As far as he knew, none of the commoners spoke English. Not more than a few words, and definitely not in that unmistakable, patrician accent. And she wasn't a royal of the Carpathians. He could count all the noblewomen on two hands.
"Who are you?" Alexandru asked flatly, also in English.
"Who the bloody hell are you?" she countered, still squeaky, and skipped back another step when he uncrossed his arms.
"I'm not going to hurt you," he said, impatient. "Look here, child. I'm turning my back on you, yes? I can't see you, you can't see me. We're both properly modest now. Just don't—"
"—run," he finished, as he heard her scrambling away.
He rolled his eyes to the sky, went to smoke, and funneled down in front of her at the brink of the forest, catching her by the shoulders with both hands.
She hadn't been lying. She did know how to hit, a flurry of punches aimed wildly at his face and chest. And for all her skinniness, she was still a drakon. He'd have bruises tomorrow if she kept this up.
"Stop it. Stop. Girl, you need to—damn it!" He freed her with a small push, wiping the blood from his lip. "That one hurt. Don't run." He examined the slick of red across his fingers, then glowered down at her. "If I'd wanted to harm you, don't you think I would have by now?"
She only stood there, panting.
"I could have just left you to the river," he added. "And ruddy good riddance." "Where am I?" the girl demanded, all hint of the squeak gone.

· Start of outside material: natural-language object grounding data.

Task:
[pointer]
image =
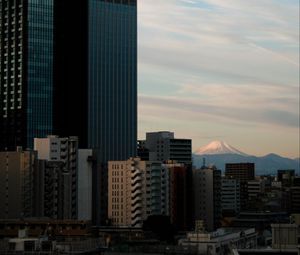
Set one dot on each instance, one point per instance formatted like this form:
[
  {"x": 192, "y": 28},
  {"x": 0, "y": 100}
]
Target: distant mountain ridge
[
  {"x": 218, "y": 147},
  {"x": 268, "y": 164}
]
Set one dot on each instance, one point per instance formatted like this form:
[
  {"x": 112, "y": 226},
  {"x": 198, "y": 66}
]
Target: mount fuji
[
  {"x": 219, "y": 153},
  {"x": 218, "y": 147}
]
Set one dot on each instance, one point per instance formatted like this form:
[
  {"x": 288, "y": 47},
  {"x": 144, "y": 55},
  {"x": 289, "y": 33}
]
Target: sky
[{"x": 221, "y": 70}]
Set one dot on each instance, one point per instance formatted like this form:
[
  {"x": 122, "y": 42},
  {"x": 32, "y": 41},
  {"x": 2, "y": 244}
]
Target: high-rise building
[
  {"x": 207, "y": 188},
  {"x": 181, "y": 197},
  {"x": 112, "y": 78},
  {"x": 240, "y": 171},
  {"x": 48, "y": 88},
  {"x": 230, "y": 197},
  {"x": 243, "y": 172},
  {"x": 164, "y": 146},
  {"x": 136, "y": 190},
  {"x": 26, "y": 68},
  {"x": 64, "y": 150},
  {"x": 85, "y": 177},
  {"x": 18, "y": 187}
]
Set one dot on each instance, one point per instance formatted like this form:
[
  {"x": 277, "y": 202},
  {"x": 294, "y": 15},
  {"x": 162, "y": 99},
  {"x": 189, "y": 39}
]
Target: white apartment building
[
  {"x": 230, "y": 196},
  {"x": 136, "y": 190},
  {"x": 64, "y": 150}
]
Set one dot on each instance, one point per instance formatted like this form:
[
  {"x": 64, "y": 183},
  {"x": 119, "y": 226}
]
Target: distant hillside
[
  {"x": 268, "y": 164},
  {"x": 219, "y": 153}
]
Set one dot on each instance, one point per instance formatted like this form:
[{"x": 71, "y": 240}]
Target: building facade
[
  {"x": 230, "y": 197},
  {"x": 207, "y": 190},
  {"x": 243, "y": 172},
  {"x": 112, "y": 78},
  {"x": 164, "y": 146},
  {"x": 65, "y": 151},
  {"x": 181, "y": 197},
  {"x": 85, "y": 178},
  {"x": 136, "y": 190},
  {"x": 18, "y": 187},
  {"x": 26, "y": 67}
]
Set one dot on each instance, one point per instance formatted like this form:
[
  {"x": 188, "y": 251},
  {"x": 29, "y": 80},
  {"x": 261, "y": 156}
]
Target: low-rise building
[{"x": 221, "y": 241}]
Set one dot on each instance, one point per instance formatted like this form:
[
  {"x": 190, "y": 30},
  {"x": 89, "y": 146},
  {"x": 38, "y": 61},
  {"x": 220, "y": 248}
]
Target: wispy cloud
[{"x": 233, "y": 62}]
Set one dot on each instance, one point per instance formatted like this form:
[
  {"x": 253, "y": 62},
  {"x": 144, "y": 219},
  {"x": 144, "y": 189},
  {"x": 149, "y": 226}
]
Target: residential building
[
  {"x": 286, "y": 177},
  {"x": 255, "y": 188},
  {"x": 285, "y": 236},
  {"x": 85, "y": 178},
  {"x": 136, "y": 190},
  {"x": 181, "y": 196},
  {"x": 18, "y": 187},
  {"x": 164, "y": 146},
  {"x": 230, "y": 197},
  {"x": 221, "y": 241},
  {"x": 63, "y": 150},
  {"x": 243, "y": 172},
  {"x": 207, "y": 188},
  {"x": 26, "y": 67},
  {"x": 240, "y": 171}
]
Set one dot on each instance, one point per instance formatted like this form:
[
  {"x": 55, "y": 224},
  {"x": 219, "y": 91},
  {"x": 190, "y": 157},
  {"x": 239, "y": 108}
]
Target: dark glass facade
[
  {"x": 112, "y": 78},
  {"x": 26, "y": 54},
  {"x": 39, "y": 69}
]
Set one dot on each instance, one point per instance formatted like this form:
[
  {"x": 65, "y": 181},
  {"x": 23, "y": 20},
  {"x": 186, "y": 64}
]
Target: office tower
[
  {"x": 112, "y": 78},
  {"x": 18, "y": 187},
  {"x": 181, "y": 199},
  {"x": 65, "y": 150},
  {"x": 164, "y": 146},
  {"x": 136, "y": 190},
  {"x": 142, "y": 151},
  {"x": 230, "y": 197},
  {"x": 295, "y": 195},
  {"x": 85, "y": 174},
  {"x": 54, "y": 201},
  {"x": 256, "y": 188},
  {"x": 26, "y": 66},
  {"x": 240, "y": 171},
  {"x": 207, "y": 188},
  {"x": 286, "y": 177},
  {"x": 243, "y": 172}
]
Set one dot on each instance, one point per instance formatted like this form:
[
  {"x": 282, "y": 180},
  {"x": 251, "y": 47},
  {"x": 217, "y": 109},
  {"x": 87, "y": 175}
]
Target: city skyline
[{"x": 215, "y": 70}]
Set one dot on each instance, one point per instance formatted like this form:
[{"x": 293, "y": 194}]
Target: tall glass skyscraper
[
  {"x": 112, "y": 78},
  {"x": 26, "y": 71},
  {"x": 69, "y": 69}
]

He lowered his hand. She was yanking her hair across her shoulders and down her body now, trying to cover herself, but it was still dripping water, and not long enough. He made certain to look straight at her face.
"There are exactly two tribes of drakon in the whole of the world," Sandu said, slightly sharper than he should have, but his lip stung like the devil. "Where do you think you are? And don't bother to deny your heritage. I feel you. I know you feel me."
Her mouth dropped open. "This is ... these are ... the Carpathians?" "Very credible. Did they choose you because you can act so well?" "Choose ... what?"
"The English," he said, and ran his tongue over his upper lip. "Your Alpha, Langford. Your Council. It seems a bit desperate, even for them, to send a little girl to spy upon me in the midst of hostilities, but then your ways have always struck me as odd."
"Spy? Hostilities?"
"This is going to get tedious. You needn't repeat everything I say."
"Why, you—you—ruffian!" The words seemed to burst out of her. She drew herself fiercely upright. "I'm not little!"
"Oh," Prince Alexandru said, smiling a cool, unpleasant smile, one that had been known to drain the blood from the cheeks of grown men. "But you are a spy."
A frown crinkled the pallid forehead; she clenched both hands above her heart. The wind returned and stirred the drying strands of her hair. She was a wet skinny twig of a child with a halo of coppery rose and flesh covered in goose pimples, as unlikely a scout as he'd ever seen.
But she was here, and she was drakon , and she was English. What else could it mean?
He held her eyes, now welling with tears. He was struck, once more, by the intensity of their blue.
"I'm l-lost," the child said. Her lips pressed into a quivering line; her voice came small and broken. "Please, sir. I'm lost. Can you help me get home?"
Before he could open his mouth to reply, she vanished.
She was there and then she wasn't. No smoke or dragon. Just the empty air, the silent woods. The roaring river. Sandu was left astonished, standing alone. If it weren't for the little-girl footprints pressed in the mud beside his, he would have sworn he'd dreamt the whole episode.
But they were there. They were.
That had been the first time.
A fortnight later he'd been asleep in his bed in the castle. The official royal chambers had once been the solar of the ancient fortress, modified and restructured over the centuries so often and by so many hands that by the time Sandu was to claim his place there, the space was a cluttered confusion of gilt and diamonds, crammed with artwork and imported furniture, everything to the touch slippery fabric or cold stone or dark-grained, heavy woods.